Encouraging Regular Spiritual Practices

I took my three youngest grandchildren to the zoo in Peoria, a zoo that I have literally visited my whole life since it was opened the year I was born. Zoos are not the same as they were in the 1950’s, thankfully. Sometimes I show the grandchildren the very small interior enclosure where there is now a fox or sometimes a porcupine and tell them that this is where the lion stalked back and forth when I was a child. As I remember it, the poor cat could only take about four steps in one direction and then paced back the other way. It did not seem odd then—that is the way zoos operated. About a dozen years the zoo in Peoria underwent a huge expansion and added an Africa section. Now the rhinos and zebras and giraffes and lions are in large open air areas and we are confined behind protective barriers. ( I always wonder what the squirrels in Glen Oak Park thought when their home also became the home of African lions. . . )

As these three girls born in 2011 walked around with me, they would from time to time say “I remember that statue” or “ Isn’t this where the giraffes are?” They had not been to the zoo in two years. Two years is a long time when it is 20% of your life. Everything seemed smaller to them and not nearly as fascinating as it did when they were younger. I paid the money to renew my grandparents’ pass, but I am not sure that I will need it very often. They have  moved on from just walking around the zoo. They might want to go to special events or zoo camp, but the regular kind of visit may be done.

On our circuit around the zoo, we ran into the Director of Children’s Ministry from the church where my husband served for 14 years. I asked her how things were going. She said a little slow and that attendance on Sunday mornings is still small. But, she said, when there are special events, people show up. So, for instance, a junior high event to which one of grandsons is going, has 20 people signed up to attend. I said to her, offhandedly, maybe that is what churches will need to start planning. Maybe weekly or habitual attendance will become even more a thing of the past than it was before the pandemic. We already knew that planning a sermon series or worship elements that built on each other from week to week did not really make sense. “Regular” church attendees before the pandemic were those who came about once a month. What will it be now?
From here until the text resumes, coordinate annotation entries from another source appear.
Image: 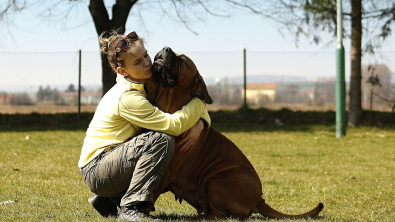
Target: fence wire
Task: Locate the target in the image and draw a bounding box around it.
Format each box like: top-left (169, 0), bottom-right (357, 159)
top-left (0, 50), bottom-right (395, 112)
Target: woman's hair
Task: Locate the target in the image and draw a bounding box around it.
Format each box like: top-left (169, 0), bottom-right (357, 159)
top-left (99, 30), bottom-right (144, 73)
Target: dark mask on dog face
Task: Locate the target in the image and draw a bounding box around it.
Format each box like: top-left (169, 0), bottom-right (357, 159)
top-left (151, 46), bottom-right (178, 88)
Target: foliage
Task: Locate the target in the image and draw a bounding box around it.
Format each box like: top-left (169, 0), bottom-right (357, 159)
top-left (0, 125), bottom-right (395, 222)
top-left (10, 93), bottom-right (34, 105)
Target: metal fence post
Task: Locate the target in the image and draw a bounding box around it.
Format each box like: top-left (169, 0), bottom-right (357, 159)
top-left (336, 0), bottom-right (346, 138)
top-left (243, 49), bottom-right (247, 119)
top-left (77, 49), bottom-right (81, 122)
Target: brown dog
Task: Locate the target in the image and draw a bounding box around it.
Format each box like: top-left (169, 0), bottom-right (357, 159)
top-left (152, 47), bottom-right (323, 220)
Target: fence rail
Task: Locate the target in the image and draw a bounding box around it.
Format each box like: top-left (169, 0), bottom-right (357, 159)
top-left (0, 50), bottom-right (395, 113)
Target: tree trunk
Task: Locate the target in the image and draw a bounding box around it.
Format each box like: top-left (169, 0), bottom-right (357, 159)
top-left (89, 0), bottom-right (138, 95)
top-left (348, 0), bottom-right (362, 126)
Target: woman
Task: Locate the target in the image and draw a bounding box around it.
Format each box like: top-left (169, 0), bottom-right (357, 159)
top-left (78, 32), bottom-right (210, 221)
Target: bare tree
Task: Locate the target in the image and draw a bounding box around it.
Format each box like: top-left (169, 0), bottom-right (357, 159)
top-left (0, 0), bottom-right (270, 95)
top-left (266, 0), bottom-right (395, 126)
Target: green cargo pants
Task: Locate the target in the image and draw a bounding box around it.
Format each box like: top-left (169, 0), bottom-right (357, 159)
top-left (81, 131), bottom-right (175, 206)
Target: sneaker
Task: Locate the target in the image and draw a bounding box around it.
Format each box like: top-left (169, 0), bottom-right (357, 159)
top-left (117, 206), bottom-right (159, 221)
top-left (88, 194), bottom-right (118, 217)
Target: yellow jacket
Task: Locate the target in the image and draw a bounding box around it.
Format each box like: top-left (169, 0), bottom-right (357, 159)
top-left (78, 74), bottom-right (211, 168)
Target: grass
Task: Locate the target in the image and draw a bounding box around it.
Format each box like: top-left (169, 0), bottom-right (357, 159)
top-left (0, 124), bottom-right (395, 221)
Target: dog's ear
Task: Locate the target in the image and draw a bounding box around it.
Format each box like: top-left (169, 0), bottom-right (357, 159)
top-left (192, 72), bottom-right (213, 104)
top-left (151, 59), bottom-right (178, 88)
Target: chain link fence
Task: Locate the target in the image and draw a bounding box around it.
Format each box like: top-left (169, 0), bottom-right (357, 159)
top-left (0, 50), bottom-right (395, 113)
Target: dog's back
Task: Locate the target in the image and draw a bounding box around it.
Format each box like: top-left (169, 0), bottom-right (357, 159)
top-left (168, 127), bottom-right (262, 218)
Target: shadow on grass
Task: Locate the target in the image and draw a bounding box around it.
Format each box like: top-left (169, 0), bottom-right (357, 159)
top-left (155, 213), bottom-right (329, 221)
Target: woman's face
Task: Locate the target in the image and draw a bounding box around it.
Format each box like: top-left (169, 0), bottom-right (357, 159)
top-left (117, 41), bottom-right (152, 83)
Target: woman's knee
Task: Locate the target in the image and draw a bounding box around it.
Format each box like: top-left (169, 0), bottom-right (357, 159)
top-left (154, 132), bottom-right (176, 156)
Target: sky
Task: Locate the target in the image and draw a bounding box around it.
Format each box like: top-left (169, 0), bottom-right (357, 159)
top-left (0, 1), bottom-right (395, 91)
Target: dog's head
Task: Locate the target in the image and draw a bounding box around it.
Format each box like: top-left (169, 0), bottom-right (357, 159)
top-left (151, 47), bottom-right (213, 113)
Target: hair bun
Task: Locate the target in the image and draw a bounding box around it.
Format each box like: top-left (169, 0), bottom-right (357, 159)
top-left (99, 32), bottom-right (111, 54)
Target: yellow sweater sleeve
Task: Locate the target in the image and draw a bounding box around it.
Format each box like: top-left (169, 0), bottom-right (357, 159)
top-left (200, 109), bottom-right (211, 127)
top-left (118, 91), bottom-right (207, 136)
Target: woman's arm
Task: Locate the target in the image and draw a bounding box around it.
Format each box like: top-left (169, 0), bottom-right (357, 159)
top-left (117, 91), bottom-right (205, 136)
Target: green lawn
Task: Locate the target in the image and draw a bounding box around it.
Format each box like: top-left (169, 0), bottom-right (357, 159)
top-left (0, 125), bottom-right (395, 221)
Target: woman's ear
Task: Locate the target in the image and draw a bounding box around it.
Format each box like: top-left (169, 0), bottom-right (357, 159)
top-left (117, 67), bottom-right (128, 76)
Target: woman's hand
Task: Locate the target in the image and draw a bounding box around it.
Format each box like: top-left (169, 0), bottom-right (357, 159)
top-left (176, 120), bottom-right (204, 153)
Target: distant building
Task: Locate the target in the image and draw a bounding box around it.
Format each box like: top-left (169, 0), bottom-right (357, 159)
top-left (246, 83), bottom-right (277, 105)
top-left (63, 92), bottom-right (102, 105)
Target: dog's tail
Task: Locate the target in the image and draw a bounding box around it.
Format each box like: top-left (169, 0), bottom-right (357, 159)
top-left (257, 200), bottom-right (324, 218)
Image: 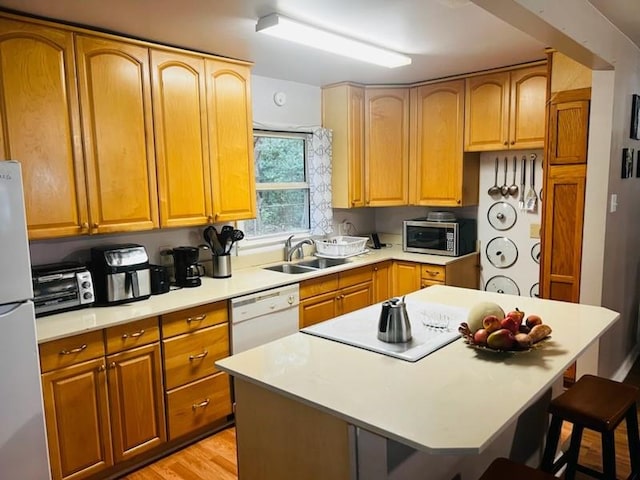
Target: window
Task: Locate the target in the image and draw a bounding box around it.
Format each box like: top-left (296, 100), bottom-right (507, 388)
top-left (243, 131), bottom-right (310, 238)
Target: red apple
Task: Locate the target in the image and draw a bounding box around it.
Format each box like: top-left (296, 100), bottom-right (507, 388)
top-left (473, 328), bottom-right (489, 345)
top-left (500, 315), bottom-right (520, 335)
top-left (482, 315), bottom-right (501, 333)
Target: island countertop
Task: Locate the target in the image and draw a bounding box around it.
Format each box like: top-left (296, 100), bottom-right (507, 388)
top-left (216, 286), bottom-right (619, 454)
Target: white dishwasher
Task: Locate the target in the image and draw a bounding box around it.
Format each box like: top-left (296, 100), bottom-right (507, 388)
top-left (231, 283), bottom-right (300, 354)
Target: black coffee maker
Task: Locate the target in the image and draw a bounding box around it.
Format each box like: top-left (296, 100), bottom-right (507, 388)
top-left (171, 247), bottom-right (204, 287)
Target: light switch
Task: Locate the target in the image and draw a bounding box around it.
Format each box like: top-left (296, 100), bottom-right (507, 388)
top-left (529, 223), bottom-right (540, 238)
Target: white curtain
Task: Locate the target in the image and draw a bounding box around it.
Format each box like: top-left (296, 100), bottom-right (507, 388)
top-left (307, 127), bottom-right (333, 235)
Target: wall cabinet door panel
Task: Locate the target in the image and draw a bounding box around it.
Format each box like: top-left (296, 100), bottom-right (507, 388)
top-left (76, 35), bottom-right (158, 233)
top-left (151, 50), bottom-right (213, 227)
top-left (365, 88), bottom-right (409, 207)
top-left (107, 343), bottom-right (167, 462)
top-left (0, 19), bottom-right (89, 239)
top-left (205, 59), bottom-right (256, 222)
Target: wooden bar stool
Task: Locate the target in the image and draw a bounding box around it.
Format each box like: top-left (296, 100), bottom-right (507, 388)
top-left (480, 458), bottom-right (558, 480)
top-left (540, 375), bottom-right (640, 480)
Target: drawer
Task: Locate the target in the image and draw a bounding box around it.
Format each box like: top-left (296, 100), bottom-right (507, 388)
top-left (300, 273), bottom-right (338, 300)
top-left (162, 323), bottom-right (229, 390)
top-left (39, 330), bottom-right (104, 373)
top-left (338, 265), bottom-right (373, 288)
top-left (421, 265), bottom-right (446, 282)
top-left (162, 301), bottom-right (229, 338)
top-left (104, 317), bottom-right (160, 354)
top-left (167, 372), bottom-right (232, 440)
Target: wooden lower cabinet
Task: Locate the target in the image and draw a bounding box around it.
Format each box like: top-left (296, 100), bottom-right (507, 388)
top-left (391, 261), bottom-right (421, 297)
top-left (167, 372), bottom-right (232, 439)
top-left (42, 357), bottom-right (113, 480)
top-left (107, 343), bottom-right (167, 462)
top-left (299, 265), bottom-right (374, 328)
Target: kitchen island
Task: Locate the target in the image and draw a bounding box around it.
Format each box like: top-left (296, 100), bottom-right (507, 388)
top-left (217, 286), bottom-right (619, 480)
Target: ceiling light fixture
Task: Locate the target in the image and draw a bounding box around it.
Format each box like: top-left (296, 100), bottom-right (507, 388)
top-left (256, 13), bottom-right (411, 68)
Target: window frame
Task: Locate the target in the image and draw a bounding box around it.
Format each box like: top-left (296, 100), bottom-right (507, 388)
top-left (238, 128), bottom-right (311, 250)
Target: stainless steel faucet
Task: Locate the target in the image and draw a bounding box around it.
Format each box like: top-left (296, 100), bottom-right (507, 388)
top-left (284, 235), bottom-right (313, 262)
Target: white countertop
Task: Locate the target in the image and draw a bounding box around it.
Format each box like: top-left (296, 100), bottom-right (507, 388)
top-left (216, 286), bottom-right (619, 454)
top-left (36, 246), bottom-right (475, 343)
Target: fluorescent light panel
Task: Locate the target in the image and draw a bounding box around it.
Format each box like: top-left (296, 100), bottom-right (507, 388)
top-left (256, 13), bottom-right (411, 68)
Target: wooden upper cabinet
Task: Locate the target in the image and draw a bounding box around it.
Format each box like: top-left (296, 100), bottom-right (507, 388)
top-left (76, 35), bottom-right (158, 233)
top-left (464, 65), bottom-right (547, 151)
top-left (205, 59), bottom-right (256, 222)
top-left (365, 88), bottom-right (409, 207)
top-left (151, 49), bottom-right (213, 227)
top-left (0, 19), bottom-right (88, 239)
top-left (322, 84), bottom-right (365, 208)
top-left (409, 80), bottom-right (478, 207)
top-left (547, 88), bottom-right (591, 165)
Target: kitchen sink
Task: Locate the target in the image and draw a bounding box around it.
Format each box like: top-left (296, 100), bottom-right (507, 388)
top-left (263, 258), bottom-right (348, 273)
top-left (264, 263), bottom-right (317, 273)
top-left (296, 258), bottom-right (348, 268)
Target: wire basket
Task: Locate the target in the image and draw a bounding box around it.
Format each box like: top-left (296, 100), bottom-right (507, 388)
top-left (313, 235), bottom-right (369, 257)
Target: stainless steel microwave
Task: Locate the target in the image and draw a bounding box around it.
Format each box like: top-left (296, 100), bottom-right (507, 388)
top-left (402, 218), bottom-right (477, 257)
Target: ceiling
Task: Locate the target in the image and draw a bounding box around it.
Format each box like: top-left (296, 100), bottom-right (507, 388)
top-left (0, 0), bottom-right (640, 86)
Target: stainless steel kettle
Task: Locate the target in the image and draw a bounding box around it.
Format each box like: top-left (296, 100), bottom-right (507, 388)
top-left (378, 297), bottom-right (411, 343)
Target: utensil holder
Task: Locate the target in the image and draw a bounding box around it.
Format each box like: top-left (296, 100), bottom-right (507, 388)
top-left (212, 254), bottom-right (231, 278)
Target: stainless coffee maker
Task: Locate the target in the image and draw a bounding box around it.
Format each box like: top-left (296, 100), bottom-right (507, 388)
top-left (91, 243), bottom-right (151, 305)
top-left (171, 247), bottom-right (204, 287)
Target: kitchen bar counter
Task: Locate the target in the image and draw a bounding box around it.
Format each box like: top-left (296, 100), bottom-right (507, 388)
top-left (217, 286), bottom-right (619, 479)
top-left (36, 246), bottom-right (476, 343)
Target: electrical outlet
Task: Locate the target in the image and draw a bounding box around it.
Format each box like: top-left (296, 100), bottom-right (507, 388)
top-left (529, 223), bottom-right (540, 238)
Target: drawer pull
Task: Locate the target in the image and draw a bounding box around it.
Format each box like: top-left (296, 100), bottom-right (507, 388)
top-left (191, 398), bottom-right (211, 410)
top-left (187, 313), bottom-right (207, 323)
top-left (122, 329), bottom-right (144, 340)
top-left (60, 343), bottom-right (87, 355)
top-left (189, 350), bottom-right (209, 360)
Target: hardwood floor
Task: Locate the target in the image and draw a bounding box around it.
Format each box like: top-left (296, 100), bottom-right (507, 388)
top-left (123, 359), bottom-right (640, 480)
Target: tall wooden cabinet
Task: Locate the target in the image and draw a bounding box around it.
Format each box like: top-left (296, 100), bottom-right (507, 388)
top-left (364, 88), bottom-right (409, 207)
top-left (76, 35), bottom-right (158, 233)
top-left (409, 80), bottom-right (479, 207)
top-left (540, 88), bottom-right (591, 302)
top-left (464, 65), bottom-right (547, 152)
top-left (151, 49), bottom-right (213, 227)
top-left (322, 84), bottom-right (365, 208)
top-left (0, 19), bottom-right (89, 239)
top-left (205, 59), bottom-right (256, 222)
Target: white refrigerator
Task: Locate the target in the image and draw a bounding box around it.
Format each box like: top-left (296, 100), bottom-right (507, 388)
top-left (0, 161), bottom-right (51, 480)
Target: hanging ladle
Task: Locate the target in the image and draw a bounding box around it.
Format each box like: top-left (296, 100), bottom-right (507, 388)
top-left (500, 157), bottom-right (509, 197)
top-left (509, 155), bottom-right (518, 197)
top-left (487, 157), bottom-right (500, 195)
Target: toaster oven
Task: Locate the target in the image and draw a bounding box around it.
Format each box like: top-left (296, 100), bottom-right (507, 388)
top-left (31, 262), bottom-right (95, 317)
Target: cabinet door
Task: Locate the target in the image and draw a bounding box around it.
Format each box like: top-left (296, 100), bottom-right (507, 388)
top-left (365, 88), bottom-right (409, 207)
top-left (205, 59), bottom-right (256, 222)
top-left (76, 35), bottom-right (158, 233)
top-left (337, 282), bottom-right (373, 315)
top-left (547, 88), bottom-right (591, 165)
top-left (464, 72), bottom-right (510, 152)
top-left (151, 50), bottom-right (213, 227)
top-left (540, 164), bottom-right (587, 302)
top-left (391, 262), bottom-right (420, 297)
top-left (0, 19), bottom-right (89, 239)
top-left (299, 292), bottom-right (338, 328)
top-left (42, 358), bottom-right (113, 480)
top-left (509, 65), bottom-right (547, 149)
top-left (373, 261), bottom-right (392, 303)
top-left (322, 85), bottom-right (365, 208)
top-left (410, 80), bottom-right (470, 207)
top-left (107, 343), bottom-right (167, 462)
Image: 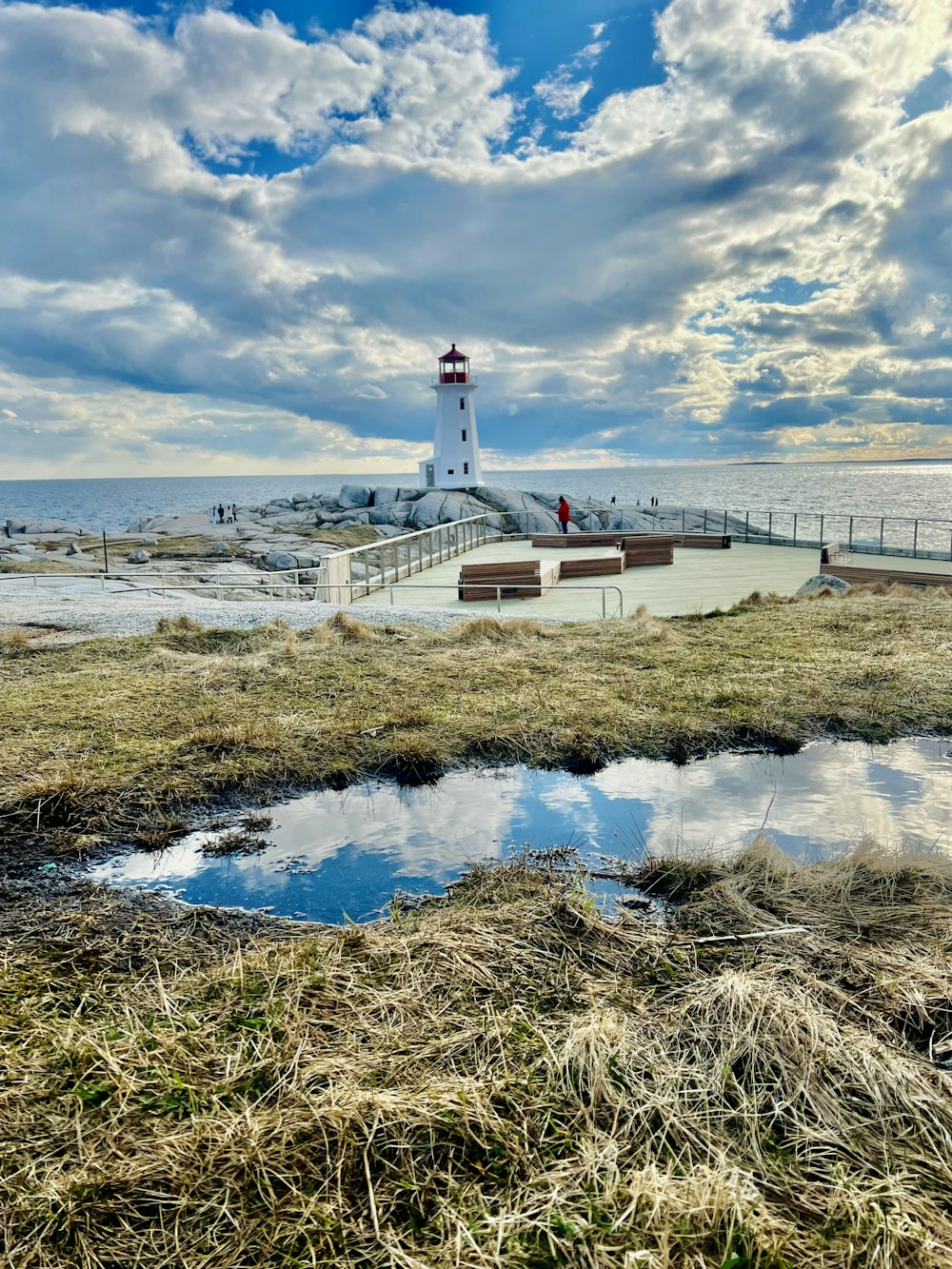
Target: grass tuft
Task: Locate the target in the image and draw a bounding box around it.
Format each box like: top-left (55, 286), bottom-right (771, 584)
top-left (0, 840), bottom-right (952, 1269)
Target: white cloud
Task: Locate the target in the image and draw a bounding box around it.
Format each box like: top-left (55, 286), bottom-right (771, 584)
top-left (0, 0), bottom-right (952, 475)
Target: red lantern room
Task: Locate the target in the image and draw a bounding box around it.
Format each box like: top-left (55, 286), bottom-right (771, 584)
top-left (439, 344), bottom-right (469, 384)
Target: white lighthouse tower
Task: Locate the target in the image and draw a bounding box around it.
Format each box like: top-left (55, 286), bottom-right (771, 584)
top-left (420, 344), bottom-right (483, 488)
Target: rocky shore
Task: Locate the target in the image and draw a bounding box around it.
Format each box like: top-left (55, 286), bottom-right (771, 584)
top-left (0, 485), bottom-right (740, 580)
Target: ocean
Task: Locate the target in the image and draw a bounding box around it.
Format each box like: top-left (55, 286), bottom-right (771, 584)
top-left (0, 462), bottom-right (952, 532)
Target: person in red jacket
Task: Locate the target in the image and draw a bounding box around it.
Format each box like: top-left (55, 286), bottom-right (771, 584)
top-left (556, 494), bottom-right (570, 533)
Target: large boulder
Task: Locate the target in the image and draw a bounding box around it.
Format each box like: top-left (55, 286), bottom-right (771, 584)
top-left (797, 572), bottom-right (849, 595)
top-left (373, 485), bottom-right (400, 506)
top-left (397, 490), bottom-right (486, 529)
top-left (367, 503), bottom-right (395, 525)
top-left (476, 485), bottom-right (576, 533)
top-left (7, 519), bottom-right (87, 538)
top-left (338, 485), bottom-right (370, 507)
top-left (264, 551), bottom-right (298, 572)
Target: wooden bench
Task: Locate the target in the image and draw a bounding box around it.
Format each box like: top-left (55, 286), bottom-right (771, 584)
top-left (532, 529), bottom-right (731, 551)
top-left (559, 552), bottom-right (625, 582)
top-left (532, 533), bottom-right (629, 547)
top-left (460, 560), bottom-right (560, 603)
top-left (820, 542), bottom-right (850, 572)
top-left (822, 564), bottom-right (952, 590)
top-left (622, 533), bottom-right (674, 568)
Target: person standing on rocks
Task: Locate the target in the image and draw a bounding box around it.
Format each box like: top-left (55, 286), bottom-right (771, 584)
top-left (556, 494), bottom-right (571, 533)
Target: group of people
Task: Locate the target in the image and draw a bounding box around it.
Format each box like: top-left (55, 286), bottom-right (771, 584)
top-left (556, 494), bottom-right (660, 533)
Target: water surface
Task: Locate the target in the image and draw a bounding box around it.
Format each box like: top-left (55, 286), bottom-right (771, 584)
top-left (0, 462), bottom-right (952, 532)
top-left (92, 739), bottom-right (952, 922)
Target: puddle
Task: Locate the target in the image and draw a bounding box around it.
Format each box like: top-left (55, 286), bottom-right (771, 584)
top-left (90, 739), bottom-right (952, 923)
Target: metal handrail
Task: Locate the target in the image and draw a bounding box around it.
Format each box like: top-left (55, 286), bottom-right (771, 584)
top-left (358, 582), bottom-right (625, 620)
top-left (0, 568), bottom-right (625, 621)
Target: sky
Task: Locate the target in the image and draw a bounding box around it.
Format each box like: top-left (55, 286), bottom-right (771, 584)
top-left (0, 0), bottom-right (952, 479)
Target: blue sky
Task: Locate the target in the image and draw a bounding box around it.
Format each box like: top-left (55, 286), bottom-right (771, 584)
top-left (0, 0), bottom-right (952, 479)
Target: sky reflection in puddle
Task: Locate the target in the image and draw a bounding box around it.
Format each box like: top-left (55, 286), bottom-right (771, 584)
top-left (90, 739), bottom-right (952, 923)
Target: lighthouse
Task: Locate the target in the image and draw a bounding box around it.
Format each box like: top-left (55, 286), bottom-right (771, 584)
top-left (420, 344), bottom-right (483, 488)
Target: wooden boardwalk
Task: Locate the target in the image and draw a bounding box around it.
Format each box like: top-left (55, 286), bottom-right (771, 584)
top-left (355, 534), bottom-right (819, 621)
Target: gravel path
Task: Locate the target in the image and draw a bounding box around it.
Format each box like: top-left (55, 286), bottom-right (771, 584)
top-left (0, 575), bottom-right (530, 642)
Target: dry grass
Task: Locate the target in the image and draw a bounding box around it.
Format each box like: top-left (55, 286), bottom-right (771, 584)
top-left (0, 555), bottom-right (79, 574)
top-left (0, 591), bottom-right (952, 838)
top-left (0, 843), bottom-right (952, 1269)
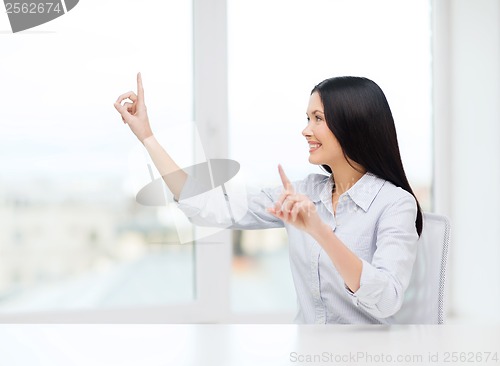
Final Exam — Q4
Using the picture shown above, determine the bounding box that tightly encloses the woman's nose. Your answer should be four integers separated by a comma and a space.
302, 123, 312, 137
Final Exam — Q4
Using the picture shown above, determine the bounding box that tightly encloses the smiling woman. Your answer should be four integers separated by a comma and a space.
115, 74, 422, 324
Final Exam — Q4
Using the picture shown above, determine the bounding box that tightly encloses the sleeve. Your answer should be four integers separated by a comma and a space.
176, 176, 284, 229
345, 195, 418, 318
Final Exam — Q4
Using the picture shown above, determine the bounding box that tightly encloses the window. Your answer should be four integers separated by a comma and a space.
228, 0, 432, 312
0, 1, 195, 313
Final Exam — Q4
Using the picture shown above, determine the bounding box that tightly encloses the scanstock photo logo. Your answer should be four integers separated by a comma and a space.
4, 0, 79, 33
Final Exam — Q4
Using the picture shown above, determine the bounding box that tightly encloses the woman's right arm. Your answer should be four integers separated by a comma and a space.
114, 73, 187, 199
114, 73, 283, 229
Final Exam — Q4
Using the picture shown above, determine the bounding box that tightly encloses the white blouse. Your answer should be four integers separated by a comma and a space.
177, 173, 418, 324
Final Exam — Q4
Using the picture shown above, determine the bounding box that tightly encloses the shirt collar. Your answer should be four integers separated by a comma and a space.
311, 172, 385, 212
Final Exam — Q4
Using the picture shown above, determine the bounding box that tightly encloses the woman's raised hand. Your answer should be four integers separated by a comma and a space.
267, 165, 323, 233
114, 72, 153, 142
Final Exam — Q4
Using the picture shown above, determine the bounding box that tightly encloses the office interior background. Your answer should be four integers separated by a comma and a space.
0, 0, 500, 324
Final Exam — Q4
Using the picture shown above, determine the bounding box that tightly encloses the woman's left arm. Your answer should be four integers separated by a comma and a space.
269, 165, 418, 318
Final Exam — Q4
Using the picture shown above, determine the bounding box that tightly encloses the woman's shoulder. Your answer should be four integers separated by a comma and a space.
378, 177, 417, 207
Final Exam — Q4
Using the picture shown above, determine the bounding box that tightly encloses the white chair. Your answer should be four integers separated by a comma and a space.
394, 213, 450, 324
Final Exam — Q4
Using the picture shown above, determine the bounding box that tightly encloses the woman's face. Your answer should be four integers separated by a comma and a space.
302, 92, 345, 169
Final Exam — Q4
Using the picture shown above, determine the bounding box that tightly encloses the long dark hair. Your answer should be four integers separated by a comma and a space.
311, 76, 422, 236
Do you think that weekend attendance will remain low, at least for some time? If so, how will we encourage regular spiritual practices if they do not include weekly attendance (online or in person) in worship? What special gatherings might fill the spiritual longing that we all have? If we have found other ways to fill our weekends that do not include “going to church” how will we continue to bring hope in the name of Jesus?